If you choose a ppo and choose to go out-of-network, you may be required to pay the full cost of treatment, up to a certain deductible, before copays are applied to help with costs. this type of arrangement is called “coinsurance.”
healthreimbursement agreement (hra)
A health reimbursement arrangement, or HRA, is when employers reimburse employees for qualified medical expenses up to a certain dollar amount each year. often unused reimbursement funds roll over to the next year.
health savings account (hsa)
A health savings account, or HSA, is a special type of individual health insurance bank account that can be used only to pay deductibles associated with medical expenses (but not premiums). These accounts differ from regular bank accounts in that they are funded on a pre-tax basis. Instead of paying taxes, receiving funds, and then using those taxed funds to pay medical deductibles, you can receive money directly into your HSA and use it to pay medical deductibles without first paying tax expenses.
What if my new employer doesn’t offer insurance?

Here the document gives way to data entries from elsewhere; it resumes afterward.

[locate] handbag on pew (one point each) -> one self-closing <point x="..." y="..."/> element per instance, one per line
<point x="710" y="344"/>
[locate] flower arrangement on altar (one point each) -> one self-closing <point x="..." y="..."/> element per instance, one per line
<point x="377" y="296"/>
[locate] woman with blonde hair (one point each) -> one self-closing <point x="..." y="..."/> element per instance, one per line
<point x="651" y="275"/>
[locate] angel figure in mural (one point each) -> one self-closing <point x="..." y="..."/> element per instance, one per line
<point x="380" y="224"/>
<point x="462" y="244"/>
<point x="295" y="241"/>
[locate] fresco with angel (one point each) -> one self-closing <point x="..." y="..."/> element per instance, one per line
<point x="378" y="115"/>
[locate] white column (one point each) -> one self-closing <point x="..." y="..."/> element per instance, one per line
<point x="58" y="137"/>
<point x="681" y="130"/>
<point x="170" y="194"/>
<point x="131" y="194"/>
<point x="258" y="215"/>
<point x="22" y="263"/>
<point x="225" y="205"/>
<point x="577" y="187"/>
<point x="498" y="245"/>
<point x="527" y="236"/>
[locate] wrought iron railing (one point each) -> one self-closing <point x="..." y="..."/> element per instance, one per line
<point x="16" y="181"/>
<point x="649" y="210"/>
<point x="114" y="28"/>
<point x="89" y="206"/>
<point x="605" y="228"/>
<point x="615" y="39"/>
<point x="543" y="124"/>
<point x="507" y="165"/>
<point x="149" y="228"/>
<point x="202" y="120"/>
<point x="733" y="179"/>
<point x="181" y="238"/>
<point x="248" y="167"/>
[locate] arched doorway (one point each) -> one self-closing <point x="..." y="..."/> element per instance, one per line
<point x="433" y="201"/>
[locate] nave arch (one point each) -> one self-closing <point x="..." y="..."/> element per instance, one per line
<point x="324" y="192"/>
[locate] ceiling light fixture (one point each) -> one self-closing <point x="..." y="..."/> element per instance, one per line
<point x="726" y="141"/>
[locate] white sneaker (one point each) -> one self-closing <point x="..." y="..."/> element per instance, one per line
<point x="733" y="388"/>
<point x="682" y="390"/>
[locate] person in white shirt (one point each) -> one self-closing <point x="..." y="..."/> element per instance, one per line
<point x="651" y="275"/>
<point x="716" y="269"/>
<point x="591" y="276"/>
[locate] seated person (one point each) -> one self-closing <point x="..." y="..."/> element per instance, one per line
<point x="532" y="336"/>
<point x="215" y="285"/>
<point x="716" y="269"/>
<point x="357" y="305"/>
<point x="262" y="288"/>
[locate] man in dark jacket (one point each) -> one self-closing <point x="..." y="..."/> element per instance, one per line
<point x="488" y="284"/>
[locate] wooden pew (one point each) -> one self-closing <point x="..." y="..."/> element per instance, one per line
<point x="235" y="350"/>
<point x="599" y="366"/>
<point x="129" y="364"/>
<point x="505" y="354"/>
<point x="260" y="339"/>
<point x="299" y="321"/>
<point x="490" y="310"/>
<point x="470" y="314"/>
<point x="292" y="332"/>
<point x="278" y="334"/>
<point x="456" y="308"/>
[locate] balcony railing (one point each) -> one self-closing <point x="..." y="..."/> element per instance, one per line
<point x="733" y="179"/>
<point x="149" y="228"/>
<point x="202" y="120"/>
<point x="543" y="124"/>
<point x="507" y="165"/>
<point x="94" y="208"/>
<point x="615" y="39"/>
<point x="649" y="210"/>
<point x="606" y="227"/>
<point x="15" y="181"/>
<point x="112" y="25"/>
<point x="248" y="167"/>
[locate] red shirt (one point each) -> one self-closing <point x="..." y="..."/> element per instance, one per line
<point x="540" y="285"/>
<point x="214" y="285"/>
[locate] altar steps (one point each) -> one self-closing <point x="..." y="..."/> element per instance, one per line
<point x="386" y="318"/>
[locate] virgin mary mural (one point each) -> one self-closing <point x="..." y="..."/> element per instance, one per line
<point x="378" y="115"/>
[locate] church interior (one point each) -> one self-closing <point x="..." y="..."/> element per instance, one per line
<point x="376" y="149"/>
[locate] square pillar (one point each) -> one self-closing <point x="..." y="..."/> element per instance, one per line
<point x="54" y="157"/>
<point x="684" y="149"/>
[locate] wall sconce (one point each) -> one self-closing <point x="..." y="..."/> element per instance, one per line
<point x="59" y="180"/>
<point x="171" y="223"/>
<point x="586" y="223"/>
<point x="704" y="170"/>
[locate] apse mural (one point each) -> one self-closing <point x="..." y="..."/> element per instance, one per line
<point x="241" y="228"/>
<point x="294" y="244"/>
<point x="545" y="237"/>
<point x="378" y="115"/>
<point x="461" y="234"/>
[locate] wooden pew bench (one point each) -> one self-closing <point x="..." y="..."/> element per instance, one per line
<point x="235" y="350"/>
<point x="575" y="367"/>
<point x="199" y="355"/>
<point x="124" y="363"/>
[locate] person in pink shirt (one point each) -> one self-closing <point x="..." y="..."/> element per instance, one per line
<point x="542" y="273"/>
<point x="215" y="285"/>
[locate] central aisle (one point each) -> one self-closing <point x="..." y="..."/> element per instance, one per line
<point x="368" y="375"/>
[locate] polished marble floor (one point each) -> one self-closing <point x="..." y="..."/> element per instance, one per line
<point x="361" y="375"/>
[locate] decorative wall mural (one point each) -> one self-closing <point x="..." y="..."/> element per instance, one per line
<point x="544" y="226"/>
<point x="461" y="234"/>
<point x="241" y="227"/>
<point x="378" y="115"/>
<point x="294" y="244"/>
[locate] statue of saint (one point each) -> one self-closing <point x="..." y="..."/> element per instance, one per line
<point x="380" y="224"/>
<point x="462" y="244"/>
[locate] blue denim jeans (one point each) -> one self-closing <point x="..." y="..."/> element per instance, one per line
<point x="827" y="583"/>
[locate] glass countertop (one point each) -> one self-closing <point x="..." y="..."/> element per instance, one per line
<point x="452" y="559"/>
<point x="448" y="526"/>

If you quit or are laid off from a job that provides health insurance and have a qualifying life event, you may have access to a special open enrollment period during which you can purchase your own health insurance plan (without any help from a new employer). To learn more about your options and check your eligibility, visit healthcare.gov.
Several options are available if your new employer does not offer any type of insurance, for example, if your employer has fewer than 50 full-time or full-time equivalent employees, or if you work part-time for your new employer :
Health insurance is a complex and important topic to understand. At a time when healthcare services are needed, the last thing you want is a battle with an uncooperative company. Finding a health insurance provider that puts the patient first and makes the process simple will help you get the best possible care while reducing the amount of stress you experience.
Before you select a particular plan from your employer, make sure you understand all of your deductibles, premiums, and out-of-pocket costs associated with the plan. Also, make sure you know when your health insurance will take effect. Finally, ask about Medicaid, sick days, the reimbursement program, and the availability of life insurance regarding how these factors might affect your health care coverage. Your new employer’s human resources department should be able to answer all of these questions to help you get the coverage that’s right for you.